Around the world, indigenous and rural communities are among those least responsible for climate change, yet they are often the first to suffer from its impacts. Communities in rural areas are severely impacted by sudden and slow-onset effects of climate change, such as land and soil degradation and more frequent and intense floods. Effective solutions to confronting climate injustice, therefore, necessarily require engagement and partnership with Indigenous and rural populations, who are critical change agents in this global fight.
Indigenous peoples have a vast depth of ecological knowledge, which they have honed and passed down over generations, making them invaluable leaders in constructing climate mitigation and adaptation strategies and solutions. Furthermore, many Indigenous and rural communities reside on carbon-rich lands and forests that are vital for the health of our planet. Indigenous practices often serve a protective role over those lands.
As we recently marked World Desertification and Drought Day, it is important to note that land restoration is more critical than ever as the world endures and recovers from the impacts of the COVID-19 pandemic.
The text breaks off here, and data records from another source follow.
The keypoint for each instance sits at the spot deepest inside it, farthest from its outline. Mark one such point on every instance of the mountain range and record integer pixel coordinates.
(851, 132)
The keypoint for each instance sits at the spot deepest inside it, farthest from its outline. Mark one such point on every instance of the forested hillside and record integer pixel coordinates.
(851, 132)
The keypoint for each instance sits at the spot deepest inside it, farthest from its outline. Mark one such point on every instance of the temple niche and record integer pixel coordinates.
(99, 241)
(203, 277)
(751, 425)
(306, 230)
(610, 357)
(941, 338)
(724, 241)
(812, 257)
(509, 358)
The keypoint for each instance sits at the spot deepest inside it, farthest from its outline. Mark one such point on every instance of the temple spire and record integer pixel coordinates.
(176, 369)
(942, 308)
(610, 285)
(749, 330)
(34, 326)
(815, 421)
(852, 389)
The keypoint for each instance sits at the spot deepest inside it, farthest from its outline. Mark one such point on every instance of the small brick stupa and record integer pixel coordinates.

Restoring degraded land not only revitalizes stressed ecosystems—it increases incomes, job creation, economic resilience, and food security. With Indigenous and local communities holding and managing between 50 and 65 percent of the world’s land, we cannot realize the benefits of land restoration without them.
Although Indigenous and rural communities are vital to the fight against climate change, in many countries these populations struggle to obtain formal rights over their land. This reality traps generations in a cycle of displacement, conflict, and poverty. Securing land rights for rightful landholders addresses poverty and climate change together.
Insecure land rights place rural and Indigenous landowners’ land at risk to various methods of natural resource extraction, such as mining and logging. Additionally, without the stability that land rights bring, households and communities may not make long-term investments in their land. Consequently, rightful landowners are threatened with displacement as conflicts over increasingly scarce resources accelerate.
In turn, securing land rights can empower indigenous and rural communities to both protect the land on which their livelihoods are based, and make long-term investments that help improve carbon sequestration. When the stewards of these vital lands are confident that their land rights will be respected, they have greater incentive to invest in conservation practices such as soil restoration and tree planting, or implement climate-smart agriculture.
Indigenous and tribal communities’ relationship with land and nature is often romanticized; however, a recent report from the Food and Agricultural Organization (FAO) provides evidence-based insights into how indigenous cultures and traditional knowledge help protect forests. Given secure land rights, indigenous peoples can better implement traditional knowledge and practices that help sustainably manage forests.
In Peru, evidence suggests that land titling of Indigenous territories significantly reduces forest disturbance and clearance. In Brazil, areas where Indigenous residents were granted full collective property rights over their lands experienced markedly (66%) lower deforestation rates between 1982 and 2016.
Protecting our world’s forests is vital to mitigating climate change. Well-managed forests act as carbon sinks, trapping excess carbon from the earth’s atmosphere and yielding a myriad of long-term economic and climate-related benefits. At the same time, these healthier ecosystems can better support rural communities’ livelihoods and sustenance, reducing displacement, food insecurity, and poverty in the long-term.
Land rights provide a foundation to stand on— security that can increase the ability of indigenous and rural communities to restore and protect vulnerable ecosystems of global significance, advancing climate mitigation and adaptation through investment in climate-smart practices. Most importantly, by securing land rights for Indigenous and rural populations, we can activate some of the world’s most valuable change agents in the fight against climate change.
Rachel McMonagle is Climate Change & Land Tenure Specialist at Landesa, a global land rights organization. Paige Kollhoff contributed to this piece.